Lane	Primary Engine	Fallback	Notes
Live hunt execution	Claude	None	Claude interacts with the target
Program ranking support	Codex	Claude	Candidate program and surface prioritization
Discovery digestion	Codex	Claude	Cluster and rank next steps
Runtime exploit support	Codex	Claude	Payload ladders and alternative angles
Candidate finding triage	Codex	Claude	Deduplicate and pre-score leads
Session memory compaction	Codex	Heuristic	Persist compact state for the next session
Reporting and retros	Codex	Claude	Bounded synthesis

Runtime Metadata¶

The routing policy exports Codex-specific metadata so shells and Python helpers can stay in sync:

Field	Purpose
`codex_mode`	Operational profile such as review-only or bug-bounty-heavy
`codex_primary_engine`	Primary engine for the lane
`codex_fallback_engine`	Fallback engine for the lane
`codex_support_model`	Default Codex model for support lanes
`codex_stuck_model`	Codex model for stuck-breaking
`codex_arbiter_model`	Rare arbiter model
`codex_advisory_roles_csv`	Enabled advisory roles
`codex_confidence_threshold`	Confidence floor before fallback

These values are consumed by runtime scripts and by the bug bounty shell loop.

AI Task Chains¶

The Python runtime exposes dedicated Codex task chains for bounded work:

Task Chain	Purpose
`bb-program-ranking`	Program and target prioritization
`bb-discovery-digest`	Compact synthesis of discovery outputs
`bb-runtime-advisory`	Runtime exploit support
`bb-stuck-breaker`	High-effort stuck resolution
`bb-memory-compaction`	Compact persistent session memory

These chains are primarily implemented through scripts/ai_exec.py.

Fallback Policy¶

Codex is heavily used, especially in bug bounty mode, but fallback rules are strict.

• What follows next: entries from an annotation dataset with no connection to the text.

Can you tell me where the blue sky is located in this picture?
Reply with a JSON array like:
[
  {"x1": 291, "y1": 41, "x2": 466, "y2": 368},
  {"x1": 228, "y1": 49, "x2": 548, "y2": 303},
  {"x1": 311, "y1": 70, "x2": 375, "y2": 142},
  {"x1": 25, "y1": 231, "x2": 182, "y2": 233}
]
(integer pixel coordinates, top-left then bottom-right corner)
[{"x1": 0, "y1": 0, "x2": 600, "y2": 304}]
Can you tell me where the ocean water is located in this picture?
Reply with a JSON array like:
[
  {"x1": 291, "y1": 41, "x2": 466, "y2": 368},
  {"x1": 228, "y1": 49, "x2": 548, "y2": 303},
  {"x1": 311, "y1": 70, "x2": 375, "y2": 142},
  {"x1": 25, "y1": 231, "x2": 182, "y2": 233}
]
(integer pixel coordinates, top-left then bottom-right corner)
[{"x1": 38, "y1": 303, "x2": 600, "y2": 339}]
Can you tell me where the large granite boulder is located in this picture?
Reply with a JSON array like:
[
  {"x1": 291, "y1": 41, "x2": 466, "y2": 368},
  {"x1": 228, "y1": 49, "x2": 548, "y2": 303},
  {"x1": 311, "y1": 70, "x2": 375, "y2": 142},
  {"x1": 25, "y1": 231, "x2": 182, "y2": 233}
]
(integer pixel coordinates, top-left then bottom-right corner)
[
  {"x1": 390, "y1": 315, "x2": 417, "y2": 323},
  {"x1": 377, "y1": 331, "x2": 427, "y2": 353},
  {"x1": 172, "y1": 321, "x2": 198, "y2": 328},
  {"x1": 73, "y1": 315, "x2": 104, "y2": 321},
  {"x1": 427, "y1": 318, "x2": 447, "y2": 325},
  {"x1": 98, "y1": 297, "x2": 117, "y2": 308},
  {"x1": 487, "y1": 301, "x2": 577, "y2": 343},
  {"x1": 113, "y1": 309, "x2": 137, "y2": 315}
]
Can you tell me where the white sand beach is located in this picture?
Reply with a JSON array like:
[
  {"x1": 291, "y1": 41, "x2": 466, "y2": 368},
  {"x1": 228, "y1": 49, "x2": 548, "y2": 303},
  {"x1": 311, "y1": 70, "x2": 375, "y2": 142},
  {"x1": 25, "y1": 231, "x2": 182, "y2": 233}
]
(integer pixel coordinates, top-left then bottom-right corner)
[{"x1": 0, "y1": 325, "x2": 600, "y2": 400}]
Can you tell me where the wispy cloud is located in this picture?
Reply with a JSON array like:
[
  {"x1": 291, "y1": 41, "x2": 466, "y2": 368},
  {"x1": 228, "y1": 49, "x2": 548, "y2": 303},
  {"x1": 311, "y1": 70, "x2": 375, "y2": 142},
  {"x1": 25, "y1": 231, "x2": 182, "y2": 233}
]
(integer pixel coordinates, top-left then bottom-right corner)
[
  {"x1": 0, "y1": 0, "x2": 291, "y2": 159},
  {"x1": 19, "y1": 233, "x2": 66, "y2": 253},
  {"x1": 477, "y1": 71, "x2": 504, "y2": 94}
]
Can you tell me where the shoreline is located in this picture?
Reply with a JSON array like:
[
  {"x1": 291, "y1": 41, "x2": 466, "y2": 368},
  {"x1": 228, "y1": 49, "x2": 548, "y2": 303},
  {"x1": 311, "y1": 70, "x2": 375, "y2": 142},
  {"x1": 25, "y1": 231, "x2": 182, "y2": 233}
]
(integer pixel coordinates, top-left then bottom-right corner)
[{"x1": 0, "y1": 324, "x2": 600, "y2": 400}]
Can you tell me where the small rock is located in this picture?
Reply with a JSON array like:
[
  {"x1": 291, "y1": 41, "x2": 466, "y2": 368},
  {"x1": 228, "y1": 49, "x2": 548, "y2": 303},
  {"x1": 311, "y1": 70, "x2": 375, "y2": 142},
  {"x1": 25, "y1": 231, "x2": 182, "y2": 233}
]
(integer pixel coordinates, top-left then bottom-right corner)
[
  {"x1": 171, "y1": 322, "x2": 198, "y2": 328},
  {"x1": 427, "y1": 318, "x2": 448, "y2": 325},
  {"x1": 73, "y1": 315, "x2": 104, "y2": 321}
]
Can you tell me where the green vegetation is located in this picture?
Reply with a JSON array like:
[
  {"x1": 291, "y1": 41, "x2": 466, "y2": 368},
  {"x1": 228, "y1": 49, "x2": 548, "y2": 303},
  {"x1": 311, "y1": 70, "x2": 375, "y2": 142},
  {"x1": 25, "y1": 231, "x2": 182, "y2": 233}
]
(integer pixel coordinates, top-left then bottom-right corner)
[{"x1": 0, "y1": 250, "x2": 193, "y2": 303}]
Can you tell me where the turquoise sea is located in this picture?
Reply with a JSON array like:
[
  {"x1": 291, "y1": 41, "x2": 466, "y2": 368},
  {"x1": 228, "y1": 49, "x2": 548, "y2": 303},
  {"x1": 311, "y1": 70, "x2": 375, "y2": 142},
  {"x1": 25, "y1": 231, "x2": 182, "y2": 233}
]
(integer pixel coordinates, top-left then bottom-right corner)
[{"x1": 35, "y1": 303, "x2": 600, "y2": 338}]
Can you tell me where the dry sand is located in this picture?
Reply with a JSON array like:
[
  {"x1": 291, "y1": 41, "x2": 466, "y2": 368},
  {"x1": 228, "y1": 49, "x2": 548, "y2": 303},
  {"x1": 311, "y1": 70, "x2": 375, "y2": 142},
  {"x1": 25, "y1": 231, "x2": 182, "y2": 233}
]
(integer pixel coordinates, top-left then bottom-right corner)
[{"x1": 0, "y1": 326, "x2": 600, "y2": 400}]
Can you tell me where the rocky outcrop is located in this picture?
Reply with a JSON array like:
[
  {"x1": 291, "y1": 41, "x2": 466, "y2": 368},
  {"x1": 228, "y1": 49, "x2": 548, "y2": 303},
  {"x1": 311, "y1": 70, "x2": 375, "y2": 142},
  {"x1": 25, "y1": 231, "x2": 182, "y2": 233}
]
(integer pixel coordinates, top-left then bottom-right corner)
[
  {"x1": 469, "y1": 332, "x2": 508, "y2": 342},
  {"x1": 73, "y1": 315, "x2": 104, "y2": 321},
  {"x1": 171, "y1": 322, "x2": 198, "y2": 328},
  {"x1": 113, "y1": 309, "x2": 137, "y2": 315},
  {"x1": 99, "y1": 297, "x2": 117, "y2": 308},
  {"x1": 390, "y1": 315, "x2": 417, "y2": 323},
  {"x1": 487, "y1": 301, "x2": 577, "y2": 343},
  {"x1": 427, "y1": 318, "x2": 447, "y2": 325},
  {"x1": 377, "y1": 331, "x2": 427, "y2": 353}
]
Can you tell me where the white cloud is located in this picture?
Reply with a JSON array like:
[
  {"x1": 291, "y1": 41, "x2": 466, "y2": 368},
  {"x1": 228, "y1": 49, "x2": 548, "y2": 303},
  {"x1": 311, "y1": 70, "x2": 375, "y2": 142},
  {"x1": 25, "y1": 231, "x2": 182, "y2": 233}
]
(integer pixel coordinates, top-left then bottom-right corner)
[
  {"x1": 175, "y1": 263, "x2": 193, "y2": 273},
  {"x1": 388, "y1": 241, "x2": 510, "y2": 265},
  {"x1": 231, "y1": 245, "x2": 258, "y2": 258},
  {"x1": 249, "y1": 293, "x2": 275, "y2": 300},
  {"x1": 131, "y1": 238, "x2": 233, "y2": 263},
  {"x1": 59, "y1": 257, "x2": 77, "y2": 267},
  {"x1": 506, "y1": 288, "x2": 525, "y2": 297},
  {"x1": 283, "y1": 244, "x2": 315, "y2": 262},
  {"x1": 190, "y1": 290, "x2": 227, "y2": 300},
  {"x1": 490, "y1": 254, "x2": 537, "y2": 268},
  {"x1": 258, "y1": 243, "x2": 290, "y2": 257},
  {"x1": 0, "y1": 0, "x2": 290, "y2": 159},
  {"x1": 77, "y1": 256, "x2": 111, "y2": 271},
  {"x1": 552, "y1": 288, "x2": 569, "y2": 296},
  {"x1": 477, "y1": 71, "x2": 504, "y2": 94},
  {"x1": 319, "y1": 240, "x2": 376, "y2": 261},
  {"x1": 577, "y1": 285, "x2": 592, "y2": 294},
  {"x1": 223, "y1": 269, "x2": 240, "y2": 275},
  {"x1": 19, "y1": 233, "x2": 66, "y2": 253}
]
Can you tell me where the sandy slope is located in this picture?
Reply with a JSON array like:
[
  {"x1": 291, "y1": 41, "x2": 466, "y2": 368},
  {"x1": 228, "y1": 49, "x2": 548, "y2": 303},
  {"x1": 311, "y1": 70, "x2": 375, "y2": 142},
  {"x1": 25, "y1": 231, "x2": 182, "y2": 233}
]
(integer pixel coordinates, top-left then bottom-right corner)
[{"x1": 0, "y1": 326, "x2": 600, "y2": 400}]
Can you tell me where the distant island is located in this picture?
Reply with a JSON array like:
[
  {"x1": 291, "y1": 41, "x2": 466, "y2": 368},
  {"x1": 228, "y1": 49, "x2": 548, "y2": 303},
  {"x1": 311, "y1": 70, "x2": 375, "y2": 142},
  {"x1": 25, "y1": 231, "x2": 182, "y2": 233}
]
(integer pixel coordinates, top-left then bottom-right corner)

Automatic Fallback Conditions¶

Condition	Result
Invalid schema	Fallback to Claude
Confidence below threshold	Fallback to Claude
Repeated stale advice	Fallback to Claude
Contradiction with local evidence	Fallback to Claude
High-impact ambiguity	Claude retains the final call

Practical Thresholds¶

Lane Type	Typical Threshold
Static review	`70`
Artifact synthesis	`60`
Batch triage	`55`
Runtime advisory	`65`
Stuck-breaker	`70`

These thresholds are intentionally conservative in bug bounty mode.

Token Allocation Strategy¶

The routing policy is also a token policy:

Claude tokens are reserved for live target interaction and final decisions.
Codex tokens are spent on bounded analysis, synthesis, compression, and structured second opinions.

Practical Effects¶

Category	Token Strategy
Live exploitation	Prefer Claude Opus
Bounded review and synthesis	Prefer Codex
Long-running session carry-over	Prefer Codex compact artifacts
Hard conflict resolution	Use higher-tier Codex only when justified

This keeps the expensive Claude context focused on the high-value part of the engagement.